Former senator Jim Webb stood on the stage as the unwelcome ghost of Democrats past — senators like Patrick Moynihan, Joe Lieberman, Sam Nunn, John Glenn, David Boren, Henry Jackson and Mike Mansfield. That’s all gone.

The price for making isolation America’s foreign policy again may be paid in the next 15 months.

By the way, with the explicit opposition to the Trans-Pacific Partnership by Clinton and Sanders, the party is abandoning a free-trade commitment dating back to Franklin Delano Roosevelt and the Reciprocal Tariff Act of 1934. This is not your father’s Democratic Party.

Most evident from Sanders and the leftward-running Clinton in this debate is how completely the Democratic Party’s politics have devolved into non-stop moralistic ranting about the domestic economy. It is bleeding into demagoguery.

Obama, Elizabeth Warren, Sanders and of course Clinton have committed the party to a course of individual legal retribution long demanded by the party’s Left. Clinton: “My plan would have the potential of actually sending the executives to jail”.

These candidates’ non-stop holier-than-thou-ism is in fact a feint. Its purpose is to conceal the reality of seven years of economic underperformance during the Obama presidency.

The labour force participation rate, at 62.4 per cent, is where it was in 1977. The Bureau of Labour Statistics’ own vocabulary describes the real world out there: discouraged workers, employed part time, not currently looking for work.

With chutzpah one has to admire, the party that in two terms weakened, if not wrecked, the economy, now presents itself as its saviour.

What is striking about the candidates’ economic proposals is how disconnected they are from a private sector economy.

The Democrats have disappeared into a sealed world of public sector economics, running the spectrum from prescriptive mandates, like the $US15 ($20) minimum hourly wage (a $US10 minimum-wage commitment destroyed Wal-Mart’s earnings this week), to wishful thinking, like Sanders’s “tuition-free” public-college education. In Clinton’s version, college would be “debt-free”.
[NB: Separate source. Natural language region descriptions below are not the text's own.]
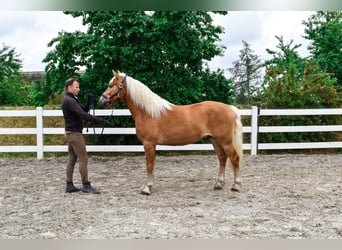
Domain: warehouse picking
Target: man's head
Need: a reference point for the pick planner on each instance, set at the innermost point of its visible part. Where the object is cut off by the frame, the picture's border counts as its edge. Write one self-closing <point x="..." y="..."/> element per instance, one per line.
<point x="72" y="85"/>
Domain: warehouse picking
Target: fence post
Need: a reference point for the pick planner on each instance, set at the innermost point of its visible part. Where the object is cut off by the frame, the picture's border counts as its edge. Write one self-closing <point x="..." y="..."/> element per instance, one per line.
<point x="39" y="124"/>
<point x="254" y="131"/>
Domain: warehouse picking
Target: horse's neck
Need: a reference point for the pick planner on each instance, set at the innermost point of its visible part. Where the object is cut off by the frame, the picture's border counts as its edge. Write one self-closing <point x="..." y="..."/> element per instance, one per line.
<point x="136" y="112"/>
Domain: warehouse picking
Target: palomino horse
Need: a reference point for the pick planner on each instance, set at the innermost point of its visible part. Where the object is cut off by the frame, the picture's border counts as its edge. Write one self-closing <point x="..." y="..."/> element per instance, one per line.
<point x="159" y="122"/>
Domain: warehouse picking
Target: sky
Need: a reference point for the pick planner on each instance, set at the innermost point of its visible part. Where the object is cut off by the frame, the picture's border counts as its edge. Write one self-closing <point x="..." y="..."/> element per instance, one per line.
<point x="29" y="32"/>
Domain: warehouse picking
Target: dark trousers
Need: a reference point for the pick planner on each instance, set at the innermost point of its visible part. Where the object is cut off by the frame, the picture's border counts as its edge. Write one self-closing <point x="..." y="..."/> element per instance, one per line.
<point x="77" y="150"/>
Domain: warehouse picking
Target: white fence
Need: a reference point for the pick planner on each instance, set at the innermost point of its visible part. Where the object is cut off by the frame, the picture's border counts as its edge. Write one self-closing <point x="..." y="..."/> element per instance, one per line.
<point x="254" y="129"/>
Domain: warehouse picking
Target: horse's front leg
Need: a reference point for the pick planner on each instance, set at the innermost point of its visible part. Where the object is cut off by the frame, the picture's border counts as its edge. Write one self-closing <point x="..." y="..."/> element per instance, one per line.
<point x="150" y="154"/>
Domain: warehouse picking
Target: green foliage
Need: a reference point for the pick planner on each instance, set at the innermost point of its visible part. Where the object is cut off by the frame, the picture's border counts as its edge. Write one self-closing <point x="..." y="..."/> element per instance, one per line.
<point x="324" y="29"/>
<point x="10" y="63"/>
<point x="246" y="74"/>
<point x="165" y="50"/>
<point x="294" y="82"/>
<point x="12" y="83"/>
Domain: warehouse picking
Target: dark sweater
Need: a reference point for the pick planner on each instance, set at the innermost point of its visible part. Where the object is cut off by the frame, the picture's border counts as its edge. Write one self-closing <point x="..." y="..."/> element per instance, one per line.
<point x="74" y="112"/>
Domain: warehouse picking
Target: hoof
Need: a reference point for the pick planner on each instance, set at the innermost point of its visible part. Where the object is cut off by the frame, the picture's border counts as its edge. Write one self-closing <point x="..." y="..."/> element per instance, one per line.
<point x="219" y="185"/>
<point x="146" y="191"/>
<point x="235" y="188"/>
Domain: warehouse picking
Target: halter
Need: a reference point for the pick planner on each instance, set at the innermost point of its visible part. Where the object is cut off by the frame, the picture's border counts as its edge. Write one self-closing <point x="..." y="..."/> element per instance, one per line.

CNN’s uncurious Anderson Cooper didn’t ask the senator how it could be “free”, But Sanders answered it himself: “I pay for my program, by the way, through a tax on Wall Street speculation”.

It is so fantastic.

The Democrats, not least Obama and Clinton, seem to have discovered El Dorado itself in “Wall Street”, a city of infinite gold dust to finance their economic pyramids in perpetuity.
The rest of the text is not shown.